Toute sa vie, Teilhard de Chardin a réfléchi sur l’importance de l’amour dans le monde : non quelque sentiment poétique surajouté ou le devoir imposé par une conception religieuse, mais le grand secret de la cohérence et de la montée de la cosmogénèse, conception scientifique de l’amour, que l’on pourrait nommer agapologie prospective. Il suffit de relire le chapitre sur l’amour-énergie du Phénomène humain (p. 293), l’Esprit de la terre (p. 40 du T. 6), à l’Esquisse d’un Univers personnel (p. 89, T. 6), à l’Énergie humaine (p. 180, T. 6).

Aboutissant dans la convergence et l’aide mutuelle de sa vision de scientifique et de sa vision de chrétien mystique à confirmer objectivement, et pour ainsi dire techniquement, la valeur humaine et même cosmique de la double loi d’amour : aimer son prochain comme soi-même et aimer Dieu, ce triple secret psychobiologique du bonheur (se centrer = grandir, se décentrer = aimer, se surcentrer = adorer) Teilhard est-il un concordiste qui déforme la science ou voit-il plus clair et mieux que les autres scientifiques ? La réponse importe au premier chef. Les ingénieurs technocrates de la cité future et de l’homme nouveau ont-ils eu tort d’oublier l’amour ? Cela expliquerait leurs échecs actuels qui conduiront, s’ils ne révisent leurs épures, à l’échec de l’homme.

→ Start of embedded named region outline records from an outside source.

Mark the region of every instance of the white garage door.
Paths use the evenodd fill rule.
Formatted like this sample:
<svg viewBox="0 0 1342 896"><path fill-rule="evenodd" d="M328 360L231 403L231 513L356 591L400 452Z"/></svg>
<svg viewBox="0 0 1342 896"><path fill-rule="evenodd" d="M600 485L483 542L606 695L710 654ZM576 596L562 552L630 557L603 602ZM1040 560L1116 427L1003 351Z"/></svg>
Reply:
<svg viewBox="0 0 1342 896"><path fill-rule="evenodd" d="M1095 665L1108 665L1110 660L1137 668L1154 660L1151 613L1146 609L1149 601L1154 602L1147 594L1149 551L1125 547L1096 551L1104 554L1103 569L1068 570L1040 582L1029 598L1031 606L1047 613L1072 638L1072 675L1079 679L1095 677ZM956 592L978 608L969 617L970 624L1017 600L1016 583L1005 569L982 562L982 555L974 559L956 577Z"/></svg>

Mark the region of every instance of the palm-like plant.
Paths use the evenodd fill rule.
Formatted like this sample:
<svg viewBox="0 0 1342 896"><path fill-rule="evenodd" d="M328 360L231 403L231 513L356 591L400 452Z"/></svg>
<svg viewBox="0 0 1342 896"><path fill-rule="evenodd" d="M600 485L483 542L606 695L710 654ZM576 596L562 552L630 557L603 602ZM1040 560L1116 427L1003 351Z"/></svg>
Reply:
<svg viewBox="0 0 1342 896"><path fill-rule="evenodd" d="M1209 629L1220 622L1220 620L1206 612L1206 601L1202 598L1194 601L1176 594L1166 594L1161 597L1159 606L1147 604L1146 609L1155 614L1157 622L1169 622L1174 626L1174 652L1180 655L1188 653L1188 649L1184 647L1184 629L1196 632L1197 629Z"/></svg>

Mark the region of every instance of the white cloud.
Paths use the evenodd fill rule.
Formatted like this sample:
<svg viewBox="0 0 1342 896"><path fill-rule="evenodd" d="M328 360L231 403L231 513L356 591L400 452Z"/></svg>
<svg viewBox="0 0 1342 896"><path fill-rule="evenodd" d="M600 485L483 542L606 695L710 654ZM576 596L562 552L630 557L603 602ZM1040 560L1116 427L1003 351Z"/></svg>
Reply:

Il importe de demander à la science actuelle ce qu’elle en pense. Dès que les scientifiques, quels qu’ils soient, consentent à aller jusqu’au bout de leur tâche, et ne se cantonnent pas dans une analyse nécessaire, mais insuffisante, ils débouchent, sans le vouloir, sur les intuitions du paléontologiste Teilhard. La physique de l’atome rencontre l’agencement, les interactions des particules, les champs. La théorie cybernétique de l’information mesurant l’organisation, dont elle fait une entropie négative, donne son élaboration scientifique à la conception teilhardienne de l’énergie de centration et commence à chiffrer la montée d’organisation qu’expliquait philosophiquement la métaphysique thomiste de l’information qui, ramenée à ses sources authentiques, est bien cette métaphysique dynamique de l’union que Teilhard réclamait aux philosophes.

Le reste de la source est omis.